Securing SSH server against bruteforcing

I have a little SVN server, old dell optiplex running debian. I don't have that high demands on my server, because its just a little SVN server... but do want it to be secure.

I just renewed my server to a newer and better optiplex, and started looking a bit into the old server. I took it down after experiencing problems. When I check the logs, its full of brute-force attempts and somehow someone has succeeded to enter my machine. This person created some extra volume called "knarkgosse" with two dirs "root" and "swap1" or something. Don't really know why and what they do, but sure do want to prevent this from happening again. I find this a bit strange though because I change my password ever few months or so, and the passwords are always random letters and numbers put together... not easy to brute-force.

I know I can prevent root from logging in, and use sudoers... and change the SSH port, but what more can I do?

So I have a few questions:

  1. How can I prevent logging in for 5 minutes after X amount of incorrect tries. Or slow tries down after each incorrect try?

  2. Is there some kind of central blacklist which a server can connect to? A blacklist that keeps track of IP addresses that are "unsafe" and should never be granted access?
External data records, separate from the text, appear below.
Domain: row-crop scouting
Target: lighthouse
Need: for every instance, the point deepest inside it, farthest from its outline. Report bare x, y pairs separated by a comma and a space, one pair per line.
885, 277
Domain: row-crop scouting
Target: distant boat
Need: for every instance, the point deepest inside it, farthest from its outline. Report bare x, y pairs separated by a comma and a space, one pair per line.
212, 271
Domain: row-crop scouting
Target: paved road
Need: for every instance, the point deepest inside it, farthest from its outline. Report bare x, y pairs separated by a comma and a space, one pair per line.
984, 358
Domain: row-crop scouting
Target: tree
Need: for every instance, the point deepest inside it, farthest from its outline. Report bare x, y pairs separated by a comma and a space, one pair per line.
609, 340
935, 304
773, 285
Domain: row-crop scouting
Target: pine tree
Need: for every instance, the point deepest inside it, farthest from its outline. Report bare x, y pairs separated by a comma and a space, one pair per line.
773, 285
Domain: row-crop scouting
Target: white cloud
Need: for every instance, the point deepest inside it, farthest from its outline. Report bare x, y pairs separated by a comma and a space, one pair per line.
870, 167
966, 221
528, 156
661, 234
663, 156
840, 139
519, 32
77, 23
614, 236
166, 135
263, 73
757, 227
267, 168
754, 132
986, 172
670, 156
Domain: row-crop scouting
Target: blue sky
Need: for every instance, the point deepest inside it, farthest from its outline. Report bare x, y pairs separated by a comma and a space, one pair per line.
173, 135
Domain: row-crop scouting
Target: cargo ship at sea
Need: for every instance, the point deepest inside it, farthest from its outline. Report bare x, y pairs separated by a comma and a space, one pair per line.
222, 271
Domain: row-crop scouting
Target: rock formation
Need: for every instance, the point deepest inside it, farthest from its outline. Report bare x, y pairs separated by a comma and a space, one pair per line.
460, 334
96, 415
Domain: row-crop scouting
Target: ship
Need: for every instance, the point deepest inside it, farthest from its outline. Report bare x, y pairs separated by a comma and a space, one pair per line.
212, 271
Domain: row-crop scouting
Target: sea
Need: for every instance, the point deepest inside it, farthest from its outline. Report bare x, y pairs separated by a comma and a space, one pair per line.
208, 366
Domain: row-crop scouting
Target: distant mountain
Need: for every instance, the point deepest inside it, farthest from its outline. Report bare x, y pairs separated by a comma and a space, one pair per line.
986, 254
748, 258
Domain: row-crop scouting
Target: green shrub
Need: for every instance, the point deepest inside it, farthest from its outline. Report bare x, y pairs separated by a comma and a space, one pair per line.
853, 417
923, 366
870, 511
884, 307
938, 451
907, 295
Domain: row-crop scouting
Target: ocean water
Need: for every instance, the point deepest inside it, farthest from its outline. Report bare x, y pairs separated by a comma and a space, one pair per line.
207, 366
  3. What more can I do to apply safety to my server?

Like I said earlier, I am running Debian 5 with Apache (www-data user problem?), svn, mysql, php, phpmyadmin, hudson. It is on a home network with port forwarding on 80, 443, 8080, 8180, 23 and 22.


Solution 1:

Fail2ban and Port Knocking should address most of your needs.

Changing your SSH port and only allowing Key-based authentication are also recommended.

It can be argued that you may reach a point of diminishing returns in adding additional security measures, but then again, it's up to you to decide when you're "secure enough".

It's also a good idea to disallow root login.

Solution 2:

There is no substitute for secure passwords AND key-authentication. That being said, Fail2Ban is a great tool for banning IPs of users who attempt to authenticate too many times. It's also available as a pre-built package for most distros. Be warned, you can accidentally get yourself banned, so make sure you have a recovery white-listed IP too or easy console access...

Fail2Ban has several good examples of how-to configure everything you asked... it does not however, have a universal repository of bad addresses. I don't think there is such a repository anyplace due to the ease of getting another IP (dhcp renew/bot-net attacks/etc...). I would also disable logging in via ssh using common 'administrator' type usernames (root/admin/administrator/sysop/etc..) as these are the most commonly banged on.